Insulto no Banco do Brasil

terça-feira, dezembro 01, 2015

Fotografava bundas. A coleção de imagens feitas em supermercados já passava de oitocentas, naquele domingo à tarde. Trocava compulsivamente de fila, atrasava seu atendimento obcecado por novos exemplares femininos e masculinos. Mais de vinte anos de busca particular.

Quando o tempo era analógico e transcorria mais devagar, cada registro fotográfico era um investimento, um deleite, um risco também. Tarado! Gritaram mais de uma vez. Logo o termo saiu de uso e nunca mais se identificou com insultos modernos. Com o advento dos smartphones, acreditava que seu hobby havia sido estimulado. Porque todo mundo agora tirava foto do objeto de desejo. Ele, no entanto, não os publicava no Instagram.

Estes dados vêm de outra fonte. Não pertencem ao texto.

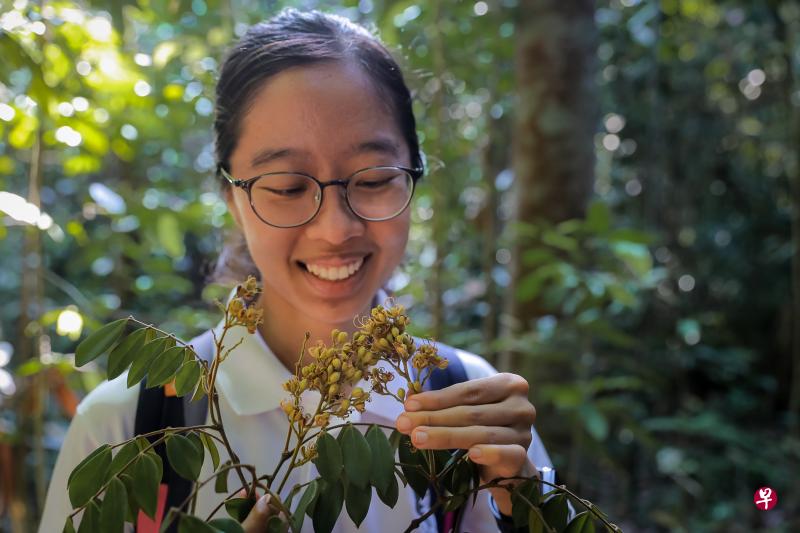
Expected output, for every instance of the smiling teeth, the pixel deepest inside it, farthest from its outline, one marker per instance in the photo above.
(335, 273)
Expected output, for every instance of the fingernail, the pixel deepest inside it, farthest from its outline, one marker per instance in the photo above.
(403, 423)
(413, 405)
(261, 504)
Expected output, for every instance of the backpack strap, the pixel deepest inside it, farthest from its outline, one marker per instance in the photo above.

A metodologia havia sido desenvolvida na década de 1980, quando tinha vinte e poucos anos e se achava esperto demais. Saia pra rua com sua Rolleiflex e encenava. Quem caísse na trapaça, admirava seu interesse pelas espécimes vegetais, no Jardim Botânico ou no Aterro do Flamengo. Chapéu de aba curta, camisa apertadinha, bermuda dobrada na barra, chinelos de couro, barbicha e óculos ajudavam na composição que simulava o artista europeu perdido na Cidade Maravilhosa. Obviamente um cineasta italiano ou, às vezes, francês, nos dias em que apostava em gestos mais delicados. Muito foi aprimorado ao longo de décadas e toda aquela dramaturgia caiu por terra quando perdeu-se a cerimônia do ato sacralizado por Man Ray, Lewis Carroll e, até em enterros, faziam os chamados selfies.

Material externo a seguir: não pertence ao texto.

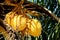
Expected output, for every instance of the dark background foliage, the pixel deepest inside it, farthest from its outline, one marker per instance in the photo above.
(50, 27)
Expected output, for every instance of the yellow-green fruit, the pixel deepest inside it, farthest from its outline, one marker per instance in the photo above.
(34, 28)
(21, 23)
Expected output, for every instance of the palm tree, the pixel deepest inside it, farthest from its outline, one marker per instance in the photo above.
(48, 13)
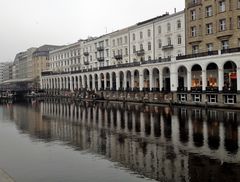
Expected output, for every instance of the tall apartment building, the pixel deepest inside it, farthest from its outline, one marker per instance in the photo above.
(66, 58)
(161, 38)
(212, 25)
(3, 67)
(7, 72)
(40, 59)
(23, 64)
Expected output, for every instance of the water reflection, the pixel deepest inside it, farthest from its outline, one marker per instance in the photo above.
(157, 142)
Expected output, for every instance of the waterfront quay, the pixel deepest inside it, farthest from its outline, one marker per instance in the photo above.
(125, 142)
(209, 79)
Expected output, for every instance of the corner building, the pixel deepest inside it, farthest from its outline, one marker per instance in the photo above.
(212, 25)
(158, 60)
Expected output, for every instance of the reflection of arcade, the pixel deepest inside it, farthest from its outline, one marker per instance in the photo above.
(150, 140)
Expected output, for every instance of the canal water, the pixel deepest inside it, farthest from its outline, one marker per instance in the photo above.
(105, 142)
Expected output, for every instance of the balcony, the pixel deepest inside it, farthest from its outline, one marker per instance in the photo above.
(86, 53)
(86, 62)
(229, 90)
(212, 89)
(196, 89)
(232, 50)
(170, 46)
(100, 59)
(168, 59)
(202, 54)
(100, 48)
(194, 3)
(118, 57)
(140, 52)
(182, 89)
(225, 33)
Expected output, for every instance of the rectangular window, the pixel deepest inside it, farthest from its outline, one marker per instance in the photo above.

Mas tudo começou antes disso. Observava bundas desde que nasceu. Babava no popozão da babá. Até os 18 anos nunca reprimiu o olhar viciado, aquele que não se evita, aquele de praxe toda vez que cruzava na rua com mulheres. Você deixou de ser menor de idade, Celsinho, tem que assumir responsabilidades, orientou a mãe, rainha do eufemismo, como quem diz: pega leve, rapaz. A consciência do ato intrínseco mudou a vida do garoto, que haveria de confirmar o arquétipo dirty old man.

Decisivo foi aquele episódio durante as férias, ainda moleque não tinha mais o que fazer em casa e acompanhava o pai até o banco. Mesmo naquela época, renegociação de dívida já levava tempo demais. Então, tinha à mão um gibi pra enganar o tédio e, entre uma página e outra, perdia o foco observando a fauna subserviente que circulava por ali, levando presentes, eventualmente.

De repente, ela entrou. Otário, quem não viu. A moça de uns 30 anos caminhava no fundo de um aquário com longos cabelos esvoaçantes. Obviamente, carregava consigo brisa própria. O hálito parecia espetacular também! Atravessou o setor de pessoa jurídica que tinha outro nome e se posicionou, impaciente, em frente à mesa em que meu pai era atendido. Jesus, Maria, José. Usava uma calça que, com pequena modificação, chamam hoje de legging, bastante aceita em todas as academias e também no calçadão. Aliás, esta peça de vestuário mudou muito a paisagem do Rio.

Quer sentar? Perguntou ele, que tinha olho na nuca. Não. Disse suavemente, fuzilando a gerente, intensificando a batida do salto da sandália no chão. Curioso é que ninguém insultava os deuses naquela época. E sem mais, cansou-se de esperar.

O menino lamentou que menos de dois minutos tivesse se passado, no entanto, alegrou-se de estar vivo para acompanhar a indelével saída da cabrocha, discretamente registrada pela gerente.